On January 5, a Central Industrial Security Force (CISF) sub-inspector used his service revolver to commit suicide at a Delhi Metro station. On January 16, a CISF constable used his service rifle to commit suicide while on duty at the Kempegowda International Airport in Bengaluru. Two days later, a trainee sub-inspector with the CISF committed suicide in Hyderabad. On February 9, a CISF jawan took his life at Okhla, and two weeks later, a 23-year-old CISF officer working at the Pune airport committed suicide. Initial reports attributed the five suicides to personal reasons or stress outside work.
Personal problems constitute about 50% of the suicides witnessed in the force, and OP Singh, the CISF’s director general, recently said that all efforts are being taken to address this issue.
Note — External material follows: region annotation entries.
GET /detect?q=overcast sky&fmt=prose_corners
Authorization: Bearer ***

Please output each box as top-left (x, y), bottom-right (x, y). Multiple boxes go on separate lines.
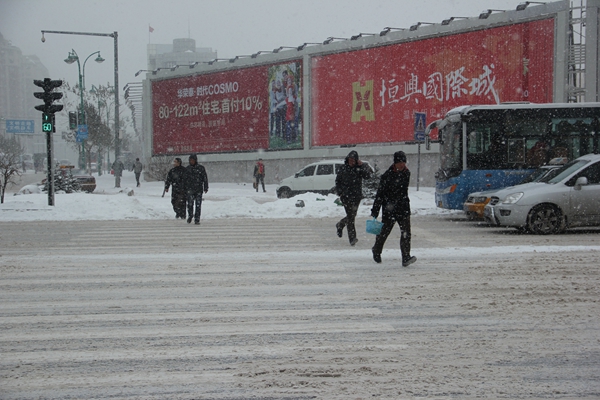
top-left (0, 0), bottom-right (532, 88)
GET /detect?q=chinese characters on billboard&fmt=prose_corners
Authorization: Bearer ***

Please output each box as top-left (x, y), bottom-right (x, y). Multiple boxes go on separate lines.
top-left (311, 19), bottom-right (554, 146)
top-left (152, 61), bottom-right (302, 155)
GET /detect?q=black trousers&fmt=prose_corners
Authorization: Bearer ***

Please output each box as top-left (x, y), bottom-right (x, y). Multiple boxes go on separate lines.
top-left (373, 214), bottom-right (411, 260)
top-left (187, 192), bottom-right (202, 222)
top-left (171, 192), bottom-right (186, 218)
top-left (338, 200), bottom-right (360, 242)
top-left (256, 175), bottom-right (266, 192)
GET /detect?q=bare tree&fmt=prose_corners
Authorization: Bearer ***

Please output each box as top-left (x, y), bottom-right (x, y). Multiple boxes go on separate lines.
top-left (146, 156), bottom-right (173, 181)
top-left (0, 136), bottom-right (25, 203)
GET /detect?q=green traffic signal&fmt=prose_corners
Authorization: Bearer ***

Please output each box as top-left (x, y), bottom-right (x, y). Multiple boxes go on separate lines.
top-left (33, 78), bottom-right (63, 114)
top-left (42, 113), bottom-right (56, 133)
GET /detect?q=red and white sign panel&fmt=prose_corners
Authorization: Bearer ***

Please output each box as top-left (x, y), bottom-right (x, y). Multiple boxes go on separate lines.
top-left (311, 19), bottom-right (554, 146)
top-left (152, 61), bottom-right (301, 155)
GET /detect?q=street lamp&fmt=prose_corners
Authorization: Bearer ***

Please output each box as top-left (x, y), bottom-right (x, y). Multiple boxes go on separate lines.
top-left (90, 84), bottom-right (114, 176)
top-left (42, 30), bottom-right (121, 188)
top-left (65, 49), bottom-right (104, 169)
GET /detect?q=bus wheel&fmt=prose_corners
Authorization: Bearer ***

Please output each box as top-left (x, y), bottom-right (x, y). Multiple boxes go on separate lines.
top-left (527, 204), bottom-right (562, 235)
top-left (277, 187), bottom-right (292, 199)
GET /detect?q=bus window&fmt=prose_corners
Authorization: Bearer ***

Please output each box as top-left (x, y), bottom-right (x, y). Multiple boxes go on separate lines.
top-left (467, 123), bottom-right (507, 169)
top-left (508, 139), bottom-right (525, 164)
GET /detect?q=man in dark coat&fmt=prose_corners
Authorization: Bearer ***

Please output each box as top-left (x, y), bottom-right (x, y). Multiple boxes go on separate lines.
top-left (254, 158), bottom-right (266, 192)
top-left (371, 151), bottom-right (417, 267)
top-left (335, 151), bottom-right (371, 246)
top-left (165, 158), bottom-right (186, 219)
top-left (184, 154), bottom-right (208, 225)
top-left (112, 158), bottom-right (125, 187)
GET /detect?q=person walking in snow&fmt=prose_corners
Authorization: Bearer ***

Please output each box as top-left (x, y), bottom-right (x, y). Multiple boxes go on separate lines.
top-left (371, 151), bottom-right (417, 267)
top-left (165, 158), bottom-right (186, 219)
top-left (254, 158), bottom-right (266, 192)
top-left (111, 158), bottom-right (125, 187)
top-left (335, 151), bottom-right (371, 246)
top-left (184, 154), bottom-right (208, 225)
top-left (133, 158), bottom-right (144, 187)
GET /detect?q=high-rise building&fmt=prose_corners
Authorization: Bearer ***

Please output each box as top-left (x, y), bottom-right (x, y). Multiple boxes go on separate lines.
top-left (147, 38), bottom-right (217, 70)
top-left (0, 33), bottom-right (49, 153)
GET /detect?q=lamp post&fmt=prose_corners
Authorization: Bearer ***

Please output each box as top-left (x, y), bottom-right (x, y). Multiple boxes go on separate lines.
top-left (90, 84), bottom-right (114, 176)
top-left (65, 49), bottom-right (104, 169)
top-left (42, 30), bottom-right (121, 187)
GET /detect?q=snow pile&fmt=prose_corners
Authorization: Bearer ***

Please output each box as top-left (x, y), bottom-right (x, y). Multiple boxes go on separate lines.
top-left (0, 172), bottom-right (456, 221)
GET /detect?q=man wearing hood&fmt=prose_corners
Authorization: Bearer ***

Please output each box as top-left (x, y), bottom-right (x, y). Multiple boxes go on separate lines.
top-left (165, 157), bottom-right (187, 219)
top-left (335, 151), bottom-right (371, 246)
top-left (184, 154), bottom-right (208, 225)
top-left (371, 151), bottom-right (417, 267)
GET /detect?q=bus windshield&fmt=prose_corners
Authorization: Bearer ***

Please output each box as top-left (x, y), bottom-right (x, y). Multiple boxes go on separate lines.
top-left (436, 103), bottom-right (600, 209)
top-left (439, 120), bottom-right (462, 177)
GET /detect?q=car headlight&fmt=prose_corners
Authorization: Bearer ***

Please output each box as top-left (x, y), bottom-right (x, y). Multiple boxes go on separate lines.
top-left (502, 192), bottom-right (523, 204)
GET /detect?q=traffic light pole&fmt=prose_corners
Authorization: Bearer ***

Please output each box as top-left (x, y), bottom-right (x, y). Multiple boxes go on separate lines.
top-left (42, 30), bottom-right (121, 175)
top-left (33, 78), bottom-right (63, 206)
top-left (46, 127), bottom-right (54, 206)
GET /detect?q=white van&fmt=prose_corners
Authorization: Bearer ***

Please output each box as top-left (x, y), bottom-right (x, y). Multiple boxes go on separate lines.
top-left (277, 160), bottom-right (373, 199)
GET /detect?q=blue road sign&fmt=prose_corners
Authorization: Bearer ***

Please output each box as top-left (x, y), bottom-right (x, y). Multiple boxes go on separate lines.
top-left (6, 119), bottom-right (35, 133)
top-left (75, 125), bottom-right (87, 143)
top-left (415, 113), bottom-right (427, 142)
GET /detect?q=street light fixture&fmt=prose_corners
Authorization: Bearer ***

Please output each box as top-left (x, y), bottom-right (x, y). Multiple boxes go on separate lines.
top-left (42, 30), bottom-right (121, 182)
top-left (442, 17), bottom-right (469, 25)
top-left (65, 49), bottom-right (104, 169)
top-left (479, 9), bottom-right (506, 19)
top-left (379, 26), bottom-right (406, 36)
top-left (408, 22), bottom-right (435, 31)
top-left (517, 1), bottom-right (546, 11)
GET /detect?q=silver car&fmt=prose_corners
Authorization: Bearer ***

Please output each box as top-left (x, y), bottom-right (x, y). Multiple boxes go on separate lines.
top-left (484, 154), bottom-right (600, 235)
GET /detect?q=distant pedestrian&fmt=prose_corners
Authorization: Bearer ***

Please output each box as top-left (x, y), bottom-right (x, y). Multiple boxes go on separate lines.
top-left (112, 158), bottom-right (125, 187)
top-left (254, 158), bottom-right (266, 192)
top-left (165, 158), bottom-right (186, 219)
top-left (133, 158), bottom-right (144, 187)
top-left (335, 151), bottom-right (371, 246)
top-left (184, 154), bottom-right (208, 225)
top-left (371, 151), bottom-right (417, 267)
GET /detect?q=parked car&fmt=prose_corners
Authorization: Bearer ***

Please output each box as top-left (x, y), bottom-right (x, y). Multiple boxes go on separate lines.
top-left (277, 160), bottom-right (373, 199)
top-left (463, 159), bottom-right (564, 219)
top-left (73, 174), bottom-right (96, 193)
top-left (40, 165), bottom-right (96, 193)
top-left (484, 154), bottom-right (600, 234)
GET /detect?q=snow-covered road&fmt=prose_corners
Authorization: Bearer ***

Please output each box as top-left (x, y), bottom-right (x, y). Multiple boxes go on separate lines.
top-left (0, 215), bottom-right (600, 399)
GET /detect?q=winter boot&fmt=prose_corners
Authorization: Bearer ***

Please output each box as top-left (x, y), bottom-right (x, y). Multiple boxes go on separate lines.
top-left (402, 256), bottom-right (417, 267)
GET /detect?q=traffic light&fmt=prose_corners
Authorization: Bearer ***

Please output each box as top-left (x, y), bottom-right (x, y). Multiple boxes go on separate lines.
top-left (42, 113), bottom-right (56, 133)
top-left (69, 111), bottom-right (77, 130)
top-left (33, 78), bottom-right (63, 115)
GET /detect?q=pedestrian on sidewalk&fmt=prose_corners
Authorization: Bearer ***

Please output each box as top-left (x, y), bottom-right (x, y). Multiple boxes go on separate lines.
top-left (184, 154), bottom-right (208, 225)
top-left (335, 150), bottom-right (371, 246)
top-left (254, 158), bottom-right (266, 192)
top-left (371, 151), bottom-right (417, 267)
top-left (165, 157), bottom-right (186, 219)
top-left (111, 158), bottom-right (125, 188)
top-left (133, 158), bottom-right (144, 187)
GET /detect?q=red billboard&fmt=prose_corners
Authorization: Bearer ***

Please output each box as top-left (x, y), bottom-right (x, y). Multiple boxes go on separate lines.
top-left (152, 60), bottom-right (302, 155)
top-left (311, 19), bottom-right (554, 146)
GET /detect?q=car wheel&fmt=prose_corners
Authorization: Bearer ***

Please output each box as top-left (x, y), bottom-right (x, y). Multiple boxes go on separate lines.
top-left (277, 187), bottom-right (292, 199)
top-left (527, 204), bottom-right (562, 235)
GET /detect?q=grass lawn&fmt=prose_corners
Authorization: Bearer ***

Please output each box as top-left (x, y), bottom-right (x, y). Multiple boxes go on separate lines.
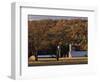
top-left (28, 57), bottom-right (88, 66)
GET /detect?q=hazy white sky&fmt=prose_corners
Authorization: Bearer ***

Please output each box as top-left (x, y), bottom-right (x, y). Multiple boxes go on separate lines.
top-left (28, 15), bottom-right (88, 21)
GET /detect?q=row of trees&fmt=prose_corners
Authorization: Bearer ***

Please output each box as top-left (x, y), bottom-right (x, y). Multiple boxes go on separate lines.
top-left (28, 19), bottom-right (88, 56)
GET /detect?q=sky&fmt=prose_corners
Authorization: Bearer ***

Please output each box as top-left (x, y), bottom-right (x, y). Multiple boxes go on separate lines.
top-left (28, 15), bottom-right (87, 21)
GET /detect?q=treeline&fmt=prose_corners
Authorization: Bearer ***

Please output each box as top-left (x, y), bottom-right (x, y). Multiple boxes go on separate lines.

The psychological stress on personnel is bad for the morale of the security force and if unchecked, a stressed out personnel could even be a threat to the public as well.
Alarm bells are also ringing in the armed forces where a high number of personnel are taking the extreme step. Between 2012 and 2015, about 449 suicides were seen across the services. Stress is a major reason, but the sahayak system — which has been in the news recently, especially after the suicide of Lance-Naik Roy Mathew — needs to be looked into, to ascertain whether it is a contributing factor.
Clearly our security forces are facing a crisis. The forces are losing a disturbing number of personnel and the reason is not the enemy’s bullet . The hidden enemy is the flaws in force management. Former army officers have blamed the lack of discipline to a spike in suicides and fratricides.
According to Mr Singh, the CISF is constituting leave committees in all its units, similar to the one in the Delhi Metro, and this is a good move that could have been initiated much earlier.
Latest technology, sophisticated weaponry and advanced training are important, but mental and physical fitness of the force is equally critical.
Our security forces must integrate counselling and other de-stressing techniques into the system. Leave management, a balance in officer-jawan ratio and better officer-jawan relations also need to be addressed. The practice of treating juniors as glorified servants must be stopped.